Session Best Posters session 1

Speaker Evangelos Oikonomou

Event : ESC Congress 2015

  • Topic : hypertension
  • Sub-topic : Hypertension – Treatment
  • Session type : Best ePosters

Authors : G Siasos (Athens,GR), M Zaromytidou (Athens,GR), S Kioufis (Athens,GR), E Oikonomou (Athens,GR), K Mourouzis (Athens,GR), S Tsalamandris (Athens,GR), M Anastasiou (Athens,GR), E Dimitropoulos (Athens,GR), M Vavuranakis (Athens,GR), D Tousoulis (Athens,GR)

Authors:
G. Siasos1 , M. Zaromytidou1 , S. Kioufis1 , E. Oikonomou1 , K. Mourouzis1 , S. Tsalamandris1 , M. Anastasiou1 , E. Dimitropoulos1 , M. Vavuranakis1 , D. Tousoulis1 , 1University of Athens Medical School, 1st Cardiology Department, “Hippokration” Hospital - Athens - Greece ,

Citation:
European Heart Journal ( 2015 ) 36 ( Abstract Supplement ), 40-41

Background: Individual platelet response to antiplatelet therapy depends on genetic, cellular and clinical factors. CYP2C19 and P2Y12 receptor polymorphisms are implicated in platelet response to antiplatelet treatment.

Purpose: To evaluate the impact of CYP2C19 and C34T P2Y12 genotyping on platelet reactivity and cardiovascular outcome in patients after percutaneous coronary intervention (PCI) receiving clopidogrel treatment.

Methods: We enrolled 408 patients with stable coronary artery disease (CAD) receiving aspirin and clopidogrel (75mg/d), one month after PCI. High on treatment platelet reactivity was evaluated using VerifyNow Assay. VerifyNow reports its results in P2Y12 reaction units (PRU) and the diagnostic cut-off value is 230 PRU. CYP2C19*2 and C34T P2Y12 genotyping was performed by real-time polymerase chain reaction.

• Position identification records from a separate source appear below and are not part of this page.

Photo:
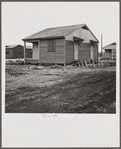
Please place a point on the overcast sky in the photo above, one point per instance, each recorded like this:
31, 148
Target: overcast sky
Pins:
21, 19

The primary end point was the composite of death or hospitalization for cardiovascular causes and patients were followed for a mean time of 14 months.

Results: In the total study population, 37% were carriers of at least one CYP2C19*2 reduced-function allele and 53% were carriers of at least one C34T reduced-function allele. Interestingly, carriers of two CYP2C19*2 reduced-function allele had significantly increased PRU (292±53 vs. 198±83, p=0.007). On the contrary, PRU did not differ between carriers and non-carriers of the C34T-allele (199±91 vs. 208±80, p=0.41). Moreover, although the rate of occurrence of primary end point differ significantly between carriers and non carriers of CYP2C19*2 (for carriers HR=1.96, 95%C.I. 1.05 to 3.66, p=0.03), C34T polymorphism had no impact on cardiovascular outcome (for carriers HR: 1.61, 95% CI 0.82 to 3.18, p=0.17).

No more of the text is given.